Another email reveals the Hacking Team plans to create such a device using a tactical network injector or TNI, which is a portable, often laptop based device used to plug into the targeted network and intercept the traffic each time an ordinary network user watches a video or downloads a file or a program. The device then injects malware and installs Hacking Team spyware.

READ MORE: Hackers hacked: Malware firm's data leaked, ties with regimes exposed

If Insitu and the Hacking Team succeed in developing such a spying software drone, their creation will be able to attack WiFi networks from above or at a long range and access files, record calls, chats, emails and any other information connected to the network users with the spying system operator being far away from the target.

"In many surveillance operations, physical access to target systems cannot be achieved and covert installation of a remote monitoring solution is required to be able to monitor a target. Network injectors provide a countrywide solution to this problem that can be integrated into a core network to install the remote monitoring solution on selected target systems,” states research by the University of Toronto Citizen Lab, as quoted by the Daily News and Research.

In other words, every ordinary user surfing the net while sitting in a café may end up being caught up in the tails of the spying system.

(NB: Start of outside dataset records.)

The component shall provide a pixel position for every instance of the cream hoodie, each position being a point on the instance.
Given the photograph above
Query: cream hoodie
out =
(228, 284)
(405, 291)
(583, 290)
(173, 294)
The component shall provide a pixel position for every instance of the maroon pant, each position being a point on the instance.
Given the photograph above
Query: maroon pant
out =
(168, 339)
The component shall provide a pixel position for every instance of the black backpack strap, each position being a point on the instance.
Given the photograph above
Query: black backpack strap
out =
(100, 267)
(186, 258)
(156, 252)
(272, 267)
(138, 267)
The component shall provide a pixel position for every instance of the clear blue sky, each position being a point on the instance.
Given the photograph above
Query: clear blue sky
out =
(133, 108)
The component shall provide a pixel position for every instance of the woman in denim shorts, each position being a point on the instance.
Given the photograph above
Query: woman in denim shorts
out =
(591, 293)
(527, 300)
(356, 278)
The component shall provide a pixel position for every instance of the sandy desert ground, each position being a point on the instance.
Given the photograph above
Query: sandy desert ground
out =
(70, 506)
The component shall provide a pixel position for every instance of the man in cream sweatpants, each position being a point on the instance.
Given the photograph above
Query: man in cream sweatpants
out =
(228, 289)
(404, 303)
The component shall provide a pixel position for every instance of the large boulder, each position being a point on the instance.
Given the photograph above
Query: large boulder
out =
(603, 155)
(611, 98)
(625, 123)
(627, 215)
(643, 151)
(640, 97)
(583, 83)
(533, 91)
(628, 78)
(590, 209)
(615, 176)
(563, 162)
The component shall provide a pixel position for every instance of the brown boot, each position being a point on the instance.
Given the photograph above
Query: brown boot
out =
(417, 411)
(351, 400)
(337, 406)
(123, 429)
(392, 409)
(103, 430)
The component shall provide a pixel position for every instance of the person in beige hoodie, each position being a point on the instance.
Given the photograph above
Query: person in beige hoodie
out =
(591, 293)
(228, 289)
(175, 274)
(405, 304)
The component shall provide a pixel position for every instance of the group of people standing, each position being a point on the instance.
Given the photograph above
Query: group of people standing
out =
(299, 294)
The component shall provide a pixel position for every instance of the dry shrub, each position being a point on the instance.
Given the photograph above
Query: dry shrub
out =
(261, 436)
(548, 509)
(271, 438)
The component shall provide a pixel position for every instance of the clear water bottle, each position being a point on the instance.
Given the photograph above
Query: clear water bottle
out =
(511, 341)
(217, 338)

READ MORE: FBI, DEA, US Army bought spyware from hacked Italian company

However, the negotiations between the two companies were still at an early stage with the sides disputing non-disclosure agreements, so the bug planting drones probably won’t be hitting the surveillance market in the near future.

The Hacking Team, an Italian firm that gained infamy for selling hacking software to governments with controversial human rights records, was recently targeted by a hacking attack itself. This resulted in a 400-gigabyte leak of the company’s internal documents, including emails subsequently published by Wikileaks. These contained information about hacking drone technology.

Among other leaked files, a security company Trend Micro demonstrated spyware disguised as an Android app called “BeNews.” It can bypass Google Play’s app restrictions, thus being able to get into the Google Play store without alerting Google and then spy on smartphone users.